Nicola Wood, founder of the Wonderful Wig Company and CEO of Sunderland hair salon Kitui, knows something about turning adversity into innovation.
In 2016, she was already running a successful hairdressing business when she was diagnosed with breast cancer at 36. Though she didn't undergo chemotherapy herself, she recognised a critical gap: affordable, quality hair solutions for young women losing their hair to cancer treatment.
Nicola explained:
"I decided that a really good thing to do would be to start a business that could come up with solutions that would work regardless of age, race, or religion."
Crucially, she wanted to make them affordable, securing NHS tenders through the national framework to ensure access for those with limited means.
She said:
"Cancer makes you poor."
It worked, and her business now covers the region for the NHS, with people travelling from the other side of the country to access her services.
For Nicola, the Downing Street visit held profound personal significance:
"I wanted to make new connections outside of the North and I wanted to be taken seriously outside of the North, that felt really important for me."
She made a video about her visit specifically for young people in the North East.
She said:
"I wanted them to understand that ordinary working-class people like me get to do extraordinary things if they work hard."
The response was overwhelming:
"I had so many messages afterwards and people were coming up to me saying 'I went to school with you and you've been to Downing Street!'"
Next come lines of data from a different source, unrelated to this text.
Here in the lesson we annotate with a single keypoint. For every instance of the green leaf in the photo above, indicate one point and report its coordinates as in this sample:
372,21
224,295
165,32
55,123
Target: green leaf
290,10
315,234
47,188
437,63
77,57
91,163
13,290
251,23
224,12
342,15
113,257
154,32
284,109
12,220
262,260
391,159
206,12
The intimate nature of the session also mattered. Nicola reflected:
"That's how real connections are made."
"The whole event was transformational for me, and I am so grateful that I was able to go and showcase my business."
As the reception concluded and the founders emerged onto Downing Street, photographs were taken, business cards exchanged, and follow-up meetings were scheduled.
For one evening at least, collaboration felt less like aspiration and more like inevitability. The question now is whether the system will finally bend to accommodate the talent that has always been there, waiting for its moment.
As Sophie reminded the Chancellor when she pitched this "cheeky ask": sometimes you just have to be bold enough to knock on the door.
Even if it's Number 11.
Image: (L-R) Nicola Wood, (quoted) founder of the Wonderful Wig Company, Anne Graham, Resolve Care director and Melissa Chapman, founder and MD at Darlington-based Rite People.